Liz Truss will plunge the economy into an “inflation spiral” if she does not choose between her unfunded £50 billion tax cuts or providing cost-of-living support, her Tory leadership rival has warned.
Rishi Sunak’s campaign said the Foreign Secretary would increase borrowing to “historic and dangerous levels”, and place public finances into “serious jeopardy”, if she attempts both.
The comments came after Ms Truss, the frontrunner to be the next prime minister, signalled she could help firms and households with soaring energy bills with direct support this winter.
She was looking at assistance “across the board” despite in the past insisting she was focused on tax cuts rather than what she termed “giving out handouts”.
A statement from Mr Sunak’s campaign said: “Following weeks of rejecting direct support payments as ‘handouts’, Truss supporters have slowly woken up to the reality of what winter brings. They now say that they will provide people with help – but what help, for who, when and how it will be paid for remains a mystery.
“The reality is that Truss cannot deliver a support package as well as come good on £50 billion worth of unfunded, permanent tax cuts in one go.
“To do so would mean increasing borrowing to historic and dangerous levels, putting the public finances in serious jeopardy and plunging the economy into an inflation spiral.”

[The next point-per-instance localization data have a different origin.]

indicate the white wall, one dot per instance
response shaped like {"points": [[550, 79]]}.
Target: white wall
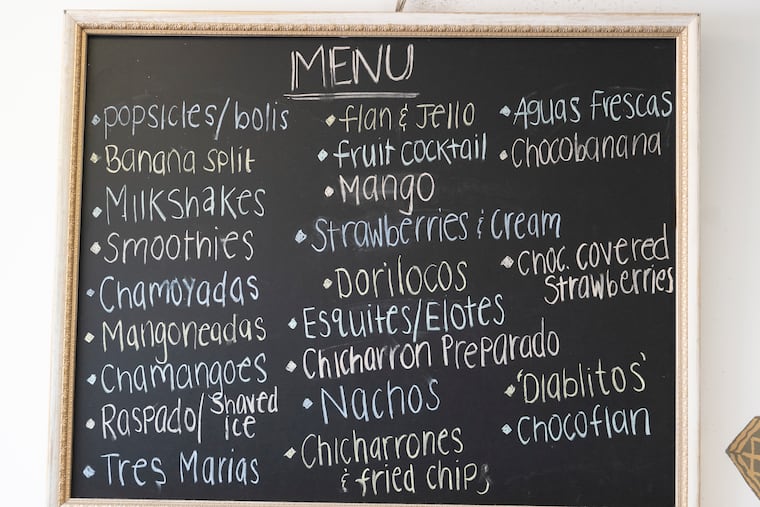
{"points": [[730, 230]]}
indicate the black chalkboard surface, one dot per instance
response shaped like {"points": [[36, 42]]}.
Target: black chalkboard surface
{"points": [[334, 267]]}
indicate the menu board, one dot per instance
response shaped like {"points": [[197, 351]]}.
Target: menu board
{"points": [[382, 269]]}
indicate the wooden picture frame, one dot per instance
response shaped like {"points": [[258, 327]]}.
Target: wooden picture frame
{"points": [[547, 110]]}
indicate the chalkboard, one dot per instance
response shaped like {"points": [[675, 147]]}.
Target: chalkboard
{"points": [[406, 264]]}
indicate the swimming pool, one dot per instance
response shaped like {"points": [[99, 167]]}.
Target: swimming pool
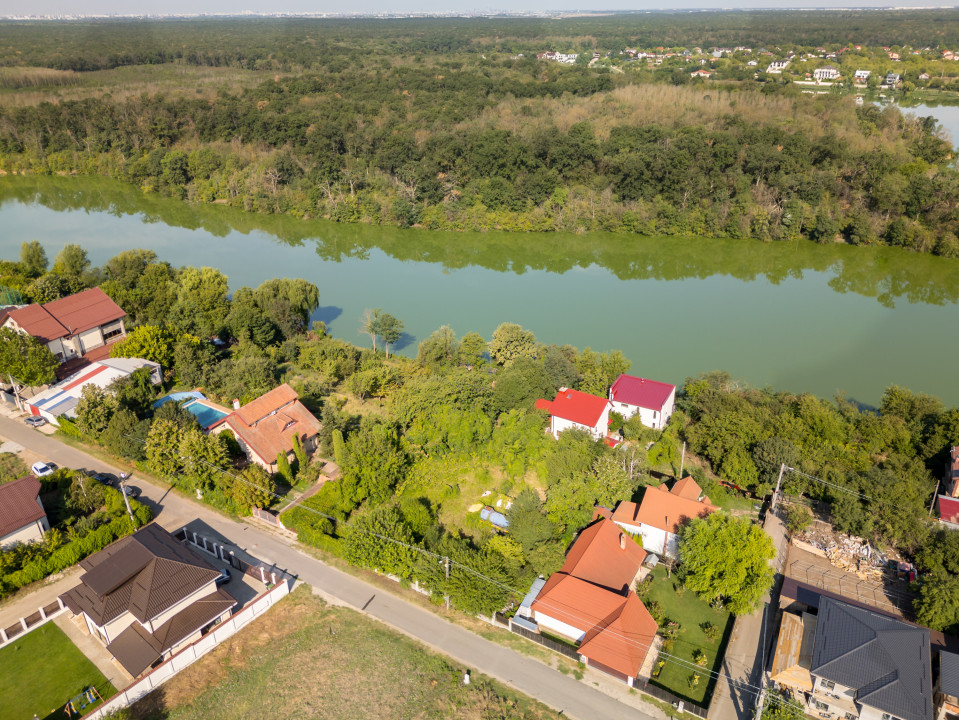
{"points": [[206, 415]]}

The row comes ahead of Ofgem’s announcement on Friday when the regulator is expected to hike the cap on energy bills from £1,971 to around £3,600.
The former chancellor’s team also seized on reports that Ms Truss is not planning to ask the independent Office for Budget Responsibility (OBR) for a forecast ahead of the emergency budget she is planning for next month.

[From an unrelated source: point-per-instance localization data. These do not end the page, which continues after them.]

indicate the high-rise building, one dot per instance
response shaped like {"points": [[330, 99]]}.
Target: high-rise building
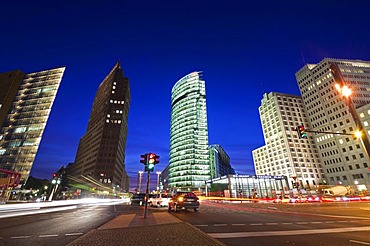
{"points": [[101, 151], [219, 161], [25, 104], [284, 153], [343, 156], [189, 165]]}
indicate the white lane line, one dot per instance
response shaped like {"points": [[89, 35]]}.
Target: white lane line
{"points": [[74, 234], [359, 242], [51, 235], [287, 233], [20, 237]]}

“It’s no wonder they want to avoid independent scrutiny of the OBR in their emergency budget – they know you can’t do both and it’s time they came clean about that now,” Mr Sunak’s campaign said.
Ms Truss’s economic vision and her reported plans for the OBR, which is required to produce two forecasts a year, was coming under increasing attacks from Tory critics.
Lord Griffiths, the Conservative peer who served as Margaret Thatcher’s head of policy, said: “The Bank of England’s devastating outlook for the economy contrasts with Liz’s optimism – for her to now prevent the OBR doing proper analysis of the facts would seem to indicate complete loss of confidence in the policy she is advocating.”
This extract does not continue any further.